Prévention des crises dans l’espace scolaire et universitaire
La résurgence des crises scolaires et universitaires a nourri la proposition du Cese à travers «la promotion d’une nouvelle prise de conscience permettant, d’une part, à chaque acteur d’identifier sa part de responsabilité dans ce qui arrive à l’école sénégalaise et, d’autre part, pour tous les acteurs, de comprendre qu’à l’heure du numérique et de la mondialisation, les élèves et les étudiants ne peuvent plus être gouvernés comme avant et de convenir de la nécessité de construire une nouvelle gouvernance du système impliquant élèves et étudiants, en tant qu’acteurs centraux dans la gestion des établissements scolaires et universitaires». Pour la quatrième institution de l’Etat, il faut la construction, autour de la centralité de l’élève et de l’étudiant, d’un consensus pour un respect du quantum horaire par tous les acteurs du système éducatif, à travers un pacte de pacification durable de l’espace scolaire et universitaire.

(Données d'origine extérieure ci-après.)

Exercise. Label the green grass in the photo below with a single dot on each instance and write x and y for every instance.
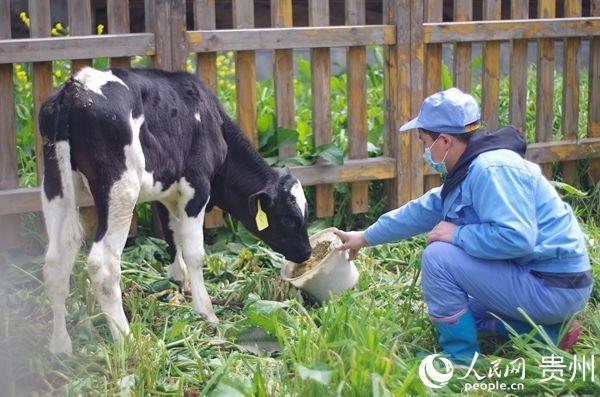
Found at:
(363, 343)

Le Cese pense aussi à la refondation du système éducatif sur la base des principes et valeurs en vue de la restauration de sa crédibilité, le respect et le suivi diligent des engagements de l’Etat en matière de réhabilitation, de construction et d’équipement, la dotation conséquente des établissements scolaires et universitaires en ressources matérielles et financières, la réalisation d’un état des lieux de tous les accords signés entre l’Etat et les différentes organisations syndicales et la réalisation d’une étude sur le système de rémunération et de motivation des agents de la fonction publique, selon les normes républicaines. Pour le Cese, il faut aussi la moralisation de l’espace scolaire et universitaire en veillant à éradiquer toute dérive liée à la propagande politique et religieuse, le règlement définitif du problème de retard des salaires des personnels, des enseignants et des bourses des étudiants par leur paiement à date échue, la valorisation du statut du médiateur de l’Université, et surtout l’élaboration d’un règlement intérieur qui détermine le comportement de chacun au sein des universités.